The first chart plots the performance of GCL futures contract (bright orange curve) against the performance of natural gas prompt month futures contract (NYMEX Henry Hub - bright blue curve).

The second chart shows the spread (bright orange curve) between the GCL price and the price for natural gas prompt month futures contract (NYMEX Henry Hub). It also displays the long-term average spread (light orange curve). Additionally, the chart plots the performance of HH futures (bright blue curve) on the secondary (right) axis.

Historical data are available from May 4, 2017.

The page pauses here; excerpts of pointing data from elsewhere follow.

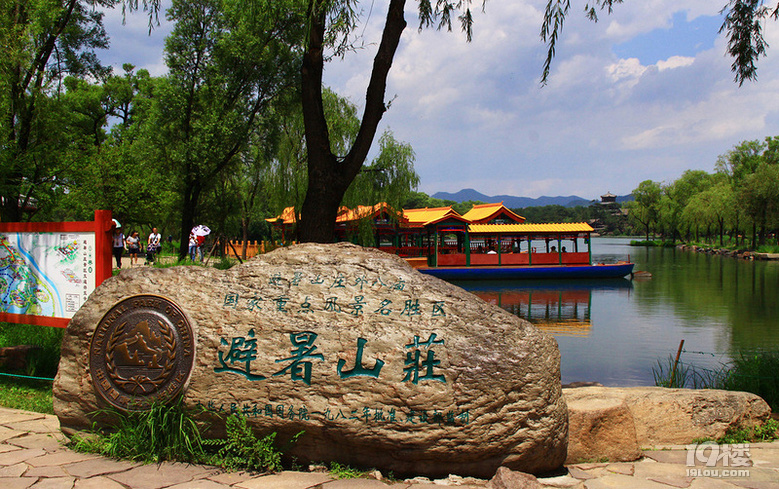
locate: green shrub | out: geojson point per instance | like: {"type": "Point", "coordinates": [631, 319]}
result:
{"type": "Point", "coordinates": [164, 432]}
{"type": "Point", "coordinates": [26, 394]}
{"type": "Point", "coordinates": [172, 432]}
{"type": "Point", "coordinates": [757, 373]}
{"type": "Point", "coordinates": [768, 431]}
{"type": "Point", "coordinates": [42, 362]}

The charts are interactive. You can click on any series in the legend to hide/show the data. You can also click on the chart and drag out a specific area you wish to zoom. Alternatively, use calendar filter to select a specific data range. Also, to print or download the chart, click on the "menu" button in the top right corner of the chart.

Update: every weekday + Sunday afternoon.

Source: CME Group, ICE, Bluegold Research calculations

Trader's Note

Natural gas is a naturally occurring hydrocarbongas, while LNG is a "man-made commodity". There is a cost associated with converting dry natural gas into liquid natural gas and then getting it onto a vessel. These costs are often referred to as "liquefaction costs". The liquefaction cost is specified in most US export contracts at 115% of gas cost - i.e., NYMEX HH prompt month futures contract price multiplied by 1.15. Therefore, the price of GCL futures contract is always higher than the price of HH futures contract. In addition, GCL price may also reflect other factors, such as open interest, global LNG supply/demand trends and changes in LNG and natural gas prices elsewhere in the world.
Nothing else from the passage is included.